Kosovo’s bitter enemies look to heal old wounds
In a picturesque village in northern Kosovo, Marko Đurić swigged from a bottle of Gazimestan beer and smiled for the cameras. On a visit to the area a few weeks previously, Đurić had been arrested by special forces, bundled into a police van, and unceremoniously deported. This time, Serbia’s point man for Kosovo issues was allowed to stay, albeit with a helicopter hovering noisily overhead to keep watch.
Đurić was in Kosovo, which Serbia still officially regards as its province, to tour a microbrewery producing beer named in honour of a medieval battle which is key to Serbia’s emotional attachment to Kosovo. He also visited a spa resort, under construction to cater to Serbian pilgrims to the 14th-century Banjska monastery.
“It is my duty to be here and to stand proudly with our people,” said Đurić to the gathered throng of television crews. “I invite all Serbian citizens to come here without prejudice, and experience their holy sites here in Kosovo and Metohija,” he said, using the Serbian name for the province.
Nearly two decades after Serb forces withdrew from Kosovo in 1999 after a Nato air campaign against Slobodan Milošević, and a decade after Kosovo declared independence, the country’s most sensitive issue is the fate of its remaining Serb residents, and the political status of the areas where they live. Reprisals by Kosovo Albanian guerrillasafter Milošević’s crackdown on the Albanian population in the 1990s, followed by independence, led to a steady outflow of Serbs, and they now make up around 5% of Kosovo’s 1.8 million population.
Under an agreement signed in Brussels in 2013, the Kosovo government was supposed to set up a so-called Association of Serbian Municipalities, which would bring Serb-majority areas into its system but would also give them a collective voice. Belgrade and Pristina are still jostling over the final format, as they edge towards a comprehensive deal to normalise relations and potentially usher in an EU future for both.
Avni Arifi, chief of staff to Kosovo’s prime minister, said cultural guarantees and political representation for Serbs were already enshrined in its constitution, and he accused Belgrade of wanting to create a Trojan horse, akin to Republika Srpska, the increasingly autonomous Serb entity inside Bosnia. “They’re asking for us to give something more, but forgiveness is all they can get because everything else is taken,” said Arifi.
Serbia’s president Aleksandar Vučić last week claimed that Kosovo had done “zero potato” to implement any of its promises. Vučić has been working the diplomatic circuit, trying to drum up support for concessions to Serbia, the details of which still remain vague, as well as prepare public opinion at home for potentially painful compromises.
Kosovo’s president Hashim Thaçi has ruled this option out. “There will be no division of Kosovo. There will be no exchange of territory,” he has said. Western diplomats are also strongly opposed, at least in part because of the precedent it could set for other disputed borders in the Balkans.
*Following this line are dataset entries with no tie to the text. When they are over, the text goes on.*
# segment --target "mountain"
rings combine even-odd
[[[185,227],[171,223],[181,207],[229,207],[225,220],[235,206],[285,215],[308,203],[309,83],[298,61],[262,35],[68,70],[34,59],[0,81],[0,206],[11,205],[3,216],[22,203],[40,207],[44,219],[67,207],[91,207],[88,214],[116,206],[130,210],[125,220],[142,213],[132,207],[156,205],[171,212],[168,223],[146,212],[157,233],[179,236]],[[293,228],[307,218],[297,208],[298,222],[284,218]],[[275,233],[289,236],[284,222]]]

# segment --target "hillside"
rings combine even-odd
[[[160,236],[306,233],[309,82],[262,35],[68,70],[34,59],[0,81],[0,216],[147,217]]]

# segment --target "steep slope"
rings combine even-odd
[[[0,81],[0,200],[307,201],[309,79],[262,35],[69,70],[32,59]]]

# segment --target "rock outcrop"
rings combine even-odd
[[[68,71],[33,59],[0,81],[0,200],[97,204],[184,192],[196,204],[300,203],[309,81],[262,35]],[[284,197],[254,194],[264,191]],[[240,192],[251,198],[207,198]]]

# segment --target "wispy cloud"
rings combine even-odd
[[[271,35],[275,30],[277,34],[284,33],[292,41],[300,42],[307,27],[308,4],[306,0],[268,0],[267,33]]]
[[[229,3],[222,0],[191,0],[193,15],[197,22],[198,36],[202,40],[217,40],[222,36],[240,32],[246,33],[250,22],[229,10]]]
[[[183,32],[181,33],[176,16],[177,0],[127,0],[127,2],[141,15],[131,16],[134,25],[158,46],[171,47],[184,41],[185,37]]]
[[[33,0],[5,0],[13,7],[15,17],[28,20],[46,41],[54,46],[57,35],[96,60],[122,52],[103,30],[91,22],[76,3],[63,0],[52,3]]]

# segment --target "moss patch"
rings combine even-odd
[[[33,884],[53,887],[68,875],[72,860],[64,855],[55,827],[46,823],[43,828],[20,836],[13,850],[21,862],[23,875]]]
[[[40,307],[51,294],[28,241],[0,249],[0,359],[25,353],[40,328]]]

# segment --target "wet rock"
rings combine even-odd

Additionally, many Serbs live in enclaves south of the river, such as Gračanica, just a few miles outside Pristina. A vast photograph of Vučić dominates the main square, where Serbian flags fly. Serbian dinars are accepted, as well as euros, the official currency. Gračanica’s Orthodox monastery, completed in 1321, is filled with frescos of biblical scenes, most notably a rendering of the Last Judgment complete with burning sinners. It is Kosovo’s medieval monasteries which create the emotional draw for many Serbs, who see it as the heart of their nation and religion.
Here, the police force offers a rare glimmer of hope for those who would like to see an integrated, multi-ethnic Kosovo. Of the officers based at Gračanica’s station, 41 are Serbs and 12 are Albanian. Svetlana Kapetanović, a 43-year-old ethnic Serb policewoman who speaks fluent Albanian, said that in recent years ethnically motivated incidents have been extremely rare, with most of the force’s work hours dedicated to fighting petty crime. The officers all wear uniforms emblazoned with the Kosovo flag, at odds with the Serbian flags around the town.
Kapetanović said she decided to learn Albanian after an incident at the beginning of her police career in 2003, when she was called with a group of Albanian officers to a domestic violence incident involving a young Albanian woman.
“I was the only female officer there, and the girl was giving me looks, like she wanted to communicate something to me without saying it to the men. I could see she wanted help from me and I wanted to talk to her but I couldn’t speak Albanian and she couldn’t speak Serbian. I suspected there had been a rape, and reported it to my commander. Later, it turned out I had been right. It was then I realised that I needed to learn Albanian.”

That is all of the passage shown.